The second issue to be decided is whether the value of the charitable remainder should be calculated without reduction for the value of the property interests that passed to Mrs. Sumner. The petitioner contends that because the value of the property interest surrendered by Mrs. Sumner exceeded the value of the property bequeathed to her, she received none of Mr. Sumner’s property under the will; she merely retained a portion of her own property equal to the value of the bequests that she received, and made a gift of the balance of her property to the trust.
In support of its position, the petitioner relies primarily on United States v. Stapf, 375 U.S. 118 (1963), in which the testator’s will provided his wife with the election to take under his will and to surrender her right to a one-half interest in their community property. The wife elected to take under the will, and in so doing, received property which had a value of approximately $5,000 less than the value of the property interest which she surrendered. Under these circumstances, the Supreme Court held that the testator had not made a bequest of any of his property to his wife which qualified for the marital deduction. In so holding, the Court stated (375 U.S. at 125) that:
In the present case the effect of the devise was not to distribute wealth to the surviving spouse, hut instead to transmit, through the widow, a gift to the * * * [residuary legatees of the husband’s estate].
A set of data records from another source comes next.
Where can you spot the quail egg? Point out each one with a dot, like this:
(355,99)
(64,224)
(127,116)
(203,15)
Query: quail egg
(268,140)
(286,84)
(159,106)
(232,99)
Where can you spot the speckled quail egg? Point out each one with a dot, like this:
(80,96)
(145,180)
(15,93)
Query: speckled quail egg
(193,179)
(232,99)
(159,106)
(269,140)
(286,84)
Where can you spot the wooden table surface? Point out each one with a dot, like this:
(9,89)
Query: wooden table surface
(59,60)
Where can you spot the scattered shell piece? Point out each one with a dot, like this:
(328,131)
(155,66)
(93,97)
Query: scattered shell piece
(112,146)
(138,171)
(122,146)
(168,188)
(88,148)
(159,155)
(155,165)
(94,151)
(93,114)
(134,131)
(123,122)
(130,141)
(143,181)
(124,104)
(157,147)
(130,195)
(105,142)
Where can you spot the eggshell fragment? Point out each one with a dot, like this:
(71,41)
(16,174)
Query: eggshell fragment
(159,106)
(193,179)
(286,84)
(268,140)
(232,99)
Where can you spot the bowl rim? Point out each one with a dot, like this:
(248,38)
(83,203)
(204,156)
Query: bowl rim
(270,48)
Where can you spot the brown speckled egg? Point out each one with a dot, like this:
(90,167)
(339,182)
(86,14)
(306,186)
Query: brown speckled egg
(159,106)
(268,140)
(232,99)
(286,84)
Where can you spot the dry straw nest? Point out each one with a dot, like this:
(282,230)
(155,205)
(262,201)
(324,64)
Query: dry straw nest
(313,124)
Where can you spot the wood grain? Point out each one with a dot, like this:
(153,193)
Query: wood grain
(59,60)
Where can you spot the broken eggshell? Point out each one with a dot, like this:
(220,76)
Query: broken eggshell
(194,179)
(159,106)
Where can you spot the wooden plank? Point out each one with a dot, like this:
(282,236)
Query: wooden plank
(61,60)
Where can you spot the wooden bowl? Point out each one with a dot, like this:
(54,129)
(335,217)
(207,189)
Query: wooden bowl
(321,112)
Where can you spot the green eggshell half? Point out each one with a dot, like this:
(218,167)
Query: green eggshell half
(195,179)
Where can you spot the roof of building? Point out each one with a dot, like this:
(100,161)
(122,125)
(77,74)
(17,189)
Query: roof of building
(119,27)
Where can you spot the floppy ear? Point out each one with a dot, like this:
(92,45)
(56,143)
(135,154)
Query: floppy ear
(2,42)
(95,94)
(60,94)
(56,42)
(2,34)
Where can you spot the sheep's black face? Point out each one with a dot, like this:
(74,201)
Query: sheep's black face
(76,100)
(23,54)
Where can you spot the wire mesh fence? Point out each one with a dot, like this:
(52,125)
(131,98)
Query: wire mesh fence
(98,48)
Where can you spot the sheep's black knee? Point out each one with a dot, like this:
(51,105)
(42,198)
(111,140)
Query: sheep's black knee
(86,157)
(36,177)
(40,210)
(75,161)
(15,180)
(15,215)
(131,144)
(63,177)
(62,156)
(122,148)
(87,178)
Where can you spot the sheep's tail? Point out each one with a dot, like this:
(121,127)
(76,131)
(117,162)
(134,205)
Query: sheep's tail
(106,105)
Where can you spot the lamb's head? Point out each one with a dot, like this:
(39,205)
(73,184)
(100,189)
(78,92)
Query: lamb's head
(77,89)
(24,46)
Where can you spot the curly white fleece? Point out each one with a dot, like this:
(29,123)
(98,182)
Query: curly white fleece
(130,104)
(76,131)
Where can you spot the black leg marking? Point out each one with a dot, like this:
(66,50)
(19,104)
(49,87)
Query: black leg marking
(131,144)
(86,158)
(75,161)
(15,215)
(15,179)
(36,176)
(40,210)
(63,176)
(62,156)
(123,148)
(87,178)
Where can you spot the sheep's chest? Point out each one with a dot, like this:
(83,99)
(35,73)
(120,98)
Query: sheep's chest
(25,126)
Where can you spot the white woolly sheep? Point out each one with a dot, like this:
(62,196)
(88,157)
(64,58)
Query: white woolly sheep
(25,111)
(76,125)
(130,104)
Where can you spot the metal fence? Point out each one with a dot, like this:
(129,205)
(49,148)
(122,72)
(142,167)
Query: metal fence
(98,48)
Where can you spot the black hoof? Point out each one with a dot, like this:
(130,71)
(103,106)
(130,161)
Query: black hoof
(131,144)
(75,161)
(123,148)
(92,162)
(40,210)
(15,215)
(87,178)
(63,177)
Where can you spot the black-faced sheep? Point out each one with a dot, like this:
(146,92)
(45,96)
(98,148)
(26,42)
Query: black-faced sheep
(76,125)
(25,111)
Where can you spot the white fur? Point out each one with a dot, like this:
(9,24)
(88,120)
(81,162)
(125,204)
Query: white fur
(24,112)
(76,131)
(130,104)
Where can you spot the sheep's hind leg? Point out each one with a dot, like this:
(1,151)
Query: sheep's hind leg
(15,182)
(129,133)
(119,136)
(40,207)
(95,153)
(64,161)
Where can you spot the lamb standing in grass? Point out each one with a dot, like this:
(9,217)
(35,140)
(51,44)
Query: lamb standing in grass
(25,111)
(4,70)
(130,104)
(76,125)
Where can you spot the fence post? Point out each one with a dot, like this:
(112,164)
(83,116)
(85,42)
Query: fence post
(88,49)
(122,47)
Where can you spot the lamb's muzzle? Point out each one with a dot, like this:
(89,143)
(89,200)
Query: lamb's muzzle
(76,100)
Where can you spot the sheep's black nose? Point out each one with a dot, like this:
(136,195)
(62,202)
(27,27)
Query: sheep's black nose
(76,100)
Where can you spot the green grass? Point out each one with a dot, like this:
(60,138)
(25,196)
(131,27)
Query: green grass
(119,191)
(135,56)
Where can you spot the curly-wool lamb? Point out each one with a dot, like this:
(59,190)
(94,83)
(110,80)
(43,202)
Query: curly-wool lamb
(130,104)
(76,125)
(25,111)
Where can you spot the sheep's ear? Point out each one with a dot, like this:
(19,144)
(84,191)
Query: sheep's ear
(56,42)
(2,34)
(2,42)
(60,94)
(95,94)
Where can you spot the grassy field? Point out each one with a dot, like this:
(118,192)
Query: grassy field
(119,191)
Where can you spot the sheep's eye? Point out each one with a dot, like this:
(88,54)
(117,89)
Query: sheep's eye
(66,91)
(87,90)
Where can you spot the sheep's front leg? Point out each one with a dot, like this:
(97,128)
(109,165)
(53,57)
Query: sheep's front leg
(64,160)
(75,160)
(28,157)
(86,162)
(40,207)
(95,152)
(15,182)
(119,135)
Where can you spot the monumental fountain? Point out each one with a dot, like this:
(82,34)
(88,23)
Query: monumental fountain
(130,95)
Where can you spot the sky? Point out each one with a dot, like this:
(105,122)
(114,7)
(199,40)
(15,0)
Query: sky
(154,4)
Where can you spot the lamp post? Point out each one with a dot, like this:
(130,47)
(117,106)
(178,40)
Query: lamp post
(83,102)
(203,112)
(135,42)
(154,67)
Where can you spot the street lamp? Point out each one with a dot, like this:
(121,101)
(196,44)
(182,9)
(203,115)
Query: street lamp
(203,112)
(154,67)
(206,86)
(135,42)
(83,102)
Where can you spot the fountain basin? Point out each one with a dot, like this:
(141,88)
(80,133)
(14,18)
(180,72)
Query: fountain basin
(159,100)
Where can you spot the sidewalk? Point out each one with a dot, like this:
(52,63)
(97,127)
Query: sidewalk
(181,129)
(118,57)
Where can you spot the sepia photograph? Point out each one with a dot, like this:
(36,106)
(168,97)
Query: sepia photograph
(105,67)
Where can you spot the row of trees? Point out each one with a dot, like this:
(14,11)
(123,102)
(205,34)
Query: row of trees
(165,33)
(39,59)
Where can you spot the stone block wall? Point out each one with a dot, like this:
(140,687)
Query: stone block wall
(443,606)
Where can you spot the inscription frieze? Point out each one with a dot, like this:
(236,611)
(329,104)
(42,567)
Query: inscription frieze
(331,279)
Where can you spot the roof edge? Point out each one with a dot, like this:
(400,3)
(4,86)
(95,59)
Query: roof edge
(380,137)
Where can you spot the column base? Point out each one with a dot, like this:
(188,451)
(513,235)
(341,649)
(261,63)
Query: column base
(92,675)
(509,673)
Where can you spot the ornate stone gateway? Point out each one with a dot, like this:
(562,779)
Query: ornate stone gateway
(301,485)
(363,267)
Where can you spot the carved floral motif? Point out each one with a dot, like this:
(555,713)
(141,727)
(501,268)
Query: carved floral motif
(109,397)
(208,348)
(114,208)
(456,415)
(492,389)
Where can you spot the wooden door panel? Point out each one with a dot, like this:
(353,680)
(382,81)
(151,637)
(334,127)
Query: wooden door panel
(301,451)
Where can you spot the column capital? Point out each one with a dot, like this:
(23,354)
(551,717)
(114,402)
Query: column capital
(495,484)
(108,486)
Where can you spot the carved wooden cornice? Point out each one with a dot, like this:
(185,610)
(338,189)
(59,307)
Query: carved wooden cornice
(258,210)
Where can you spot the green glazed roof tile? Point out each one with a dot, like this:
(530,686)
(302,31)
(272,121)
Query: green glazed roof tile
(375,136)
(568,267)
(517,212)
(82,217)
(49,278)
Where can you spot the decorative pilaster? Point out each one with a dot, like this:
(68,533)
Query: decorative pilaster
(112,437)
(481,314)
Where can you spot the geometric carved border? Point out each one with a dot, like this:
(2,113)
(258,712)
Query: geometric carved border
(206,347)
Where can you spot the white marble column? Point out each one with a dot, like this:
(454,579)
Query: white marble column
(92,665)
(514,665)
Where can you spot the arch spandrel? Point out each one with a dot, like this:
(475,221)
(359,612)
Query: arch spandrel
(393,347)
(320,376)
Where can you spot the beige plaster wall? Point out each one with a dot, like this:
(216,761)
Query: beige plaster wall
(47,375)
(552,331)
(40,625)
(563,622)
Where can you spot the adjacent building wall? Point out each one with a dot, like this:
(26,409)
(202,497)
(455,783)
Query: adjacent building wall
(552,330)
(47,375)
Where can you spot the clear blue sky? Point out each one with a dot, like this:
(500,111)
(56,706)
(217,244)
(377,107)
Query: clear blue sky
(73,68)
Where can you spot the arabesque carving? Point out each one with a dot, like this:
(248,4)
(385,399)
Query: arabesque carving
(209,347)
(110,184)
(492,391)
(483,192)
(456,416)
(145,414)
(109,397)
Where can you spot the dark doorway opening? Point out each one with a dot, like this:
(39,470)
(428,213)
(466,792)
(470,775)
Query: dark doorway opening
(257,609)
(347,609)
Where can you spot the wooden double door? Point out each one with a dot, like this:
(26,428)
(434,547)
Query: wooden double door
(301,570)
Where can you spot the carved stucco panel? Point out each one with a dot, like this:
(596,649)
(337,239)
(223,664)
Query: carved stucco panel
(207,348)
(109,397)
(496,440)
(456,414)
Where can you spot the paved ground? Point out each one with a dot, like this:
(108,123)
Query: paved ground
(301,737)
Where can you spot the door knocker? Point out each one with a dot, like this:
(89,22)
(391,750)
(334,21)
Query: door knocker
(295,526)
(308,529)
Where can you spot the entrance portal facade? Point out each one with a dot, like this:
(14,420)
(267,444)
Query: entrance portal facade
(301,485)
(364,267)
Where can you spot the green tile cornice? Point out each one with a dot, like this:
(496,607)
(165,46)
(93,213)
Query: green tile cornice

Applying the Stapf rationale to this case, we find that Mrs. Sumner should be considered as having received nothing under her husband’s will. Accordingly, all of Mr. Sumner’s separate property and his share of the community property was transferred to tlie trust, except for the outright bequests made to legatees other than Mrs. Sumner and amounts such as those used to pay debts and administration expenses. Therefore, in calculating the amount of Mr. Sumner’s estate which passed to the residuary trust, no amount should be deducted by reason of the outright bequests to Mrs. Sumner. Similarly, in calculating the amount of Mr. Sumner’s property which passed to the charitable remainder, the value of Mrs. Sumner’s 10-percent lifetime interest should not be deducted. In essence, Mrs. Sumner retained property equal in value to that which was bequeathed to her and transferred the remainder of her approximately $224,000 interest in certain community property to the other beneficiaries of the residuary trust. See Mildred Irene Siegel, 26 T.C. 743 (1956), affd. 250 F. 2d 339 (C.A. 9, 1957); Chase National Bank, 25 T.C. 617, 626 (1955).
Beamon will he entered under Bule 50.
All statutory references are to the Internal Revenue Code of 1954.